Except she did fight him off. She bit his arm and tried to push him away, but she still blames herself for flirting with Cory. She didn’t really do that either. All the questions people ask of sexual abuse/assault victims like “what were they wearing?” and “did they lead the person on?” and “did you fight back?” get internalized as we grow up and we ask ourselves these questions when it happens to us even if we think we know better. Whether we were in a thousand layers or completely naked, whether we never even talked to the person or decided at any point during the encounter to withdraw our consent, whether we fought back or not–WE ARE NOT TO BLAME.
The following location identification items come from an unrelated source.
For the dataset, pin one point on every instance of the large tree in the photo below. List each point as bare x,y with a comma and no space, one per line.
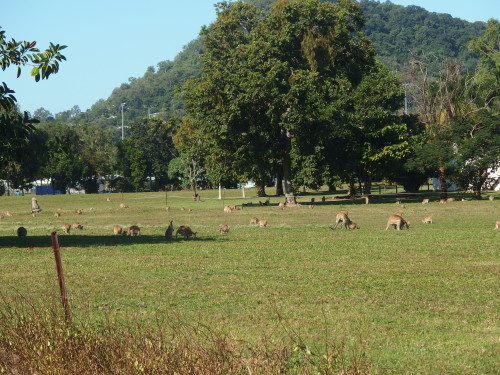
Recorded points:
460,110
272,85
15,128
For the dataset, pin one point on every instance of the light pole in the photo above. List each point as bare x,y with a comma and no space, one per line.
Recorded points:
122,105
406,100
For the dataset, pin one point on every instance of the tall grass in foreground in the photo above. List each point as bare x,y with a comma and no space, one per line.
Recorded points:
35,339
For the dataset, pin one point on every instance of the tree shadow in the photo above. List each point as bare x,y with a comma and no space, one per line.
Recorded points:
89,241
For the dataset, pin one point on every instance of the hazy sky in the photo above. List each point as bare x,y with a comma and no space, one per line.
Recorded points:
110,41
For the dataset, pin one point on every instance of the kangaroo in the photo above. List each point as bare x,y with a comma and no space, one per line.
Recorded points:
398,222
134,230
223,228
169,233
427,220
77,226
342,218
185,231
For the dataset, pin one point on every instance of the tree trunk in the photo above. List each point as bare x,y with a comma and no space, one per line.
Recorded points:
352,188
260,188
287,169
279,183
442,183
368,184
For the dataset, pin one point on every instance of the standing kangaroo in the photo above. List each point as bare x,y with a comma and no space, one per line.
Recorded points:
342,218
169,233
398,222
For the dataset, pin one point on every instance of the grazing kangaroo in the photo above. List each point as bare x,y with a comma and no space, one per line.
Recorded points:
77,226
223,228
185,231
342,218
398,222
169,233
134,230
66,228
427,220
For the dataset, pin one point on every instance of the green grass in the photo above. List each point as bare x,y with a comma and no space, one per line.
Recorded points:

It takes most of the novel for Rosie to make Maddie listen to her side of the story, but once she does, Maddie realizes how bad of a friend she’d been by refusing to hear Rosie’s side and throws all of her support behind Rosie. In fact, it’s Maddie who calls what happened what it is: assault. At no point before then did Rosie think of Cory’s actions as such. If something ever happens to us, having someone with Maddie’s tenacity on our side would be a dream.
Maybe the novel made me think this way because I’ve been immersed in feminist activism for close to half my life, but the point remains: though Rosie changes as a person, the book isn’t about how the events change Rosie. It’s about how the way we question the veracity of sexual abuse/assault victims can be as damaging as the event itself.
What Left Me Wanting:
Lucky Girl‘s one flaw is how it feels aimless at times. Though Rosie is an interesting, sympathetic character, her progress as a character only kicks into gear when she makes Maddie listen to her side of what happened at the party. Until then, it’s a lot of Rosie being miserable, missing her friends, and slowly getting closer to her love interest Alex. It turns into less of an issue if you care about her enough, but you may get distracted by plot threads about how Rosie’s love interest stopped a school shooting and a piece of the town being destroyed by a tornado.
Tease showed off her promise as a writer, but Lucky Girl is a true show of Maciel’s gift for writing lifelike characters and making readers ask questions they never considered before. If there are more YA novels coming from her in the future, I’m all in!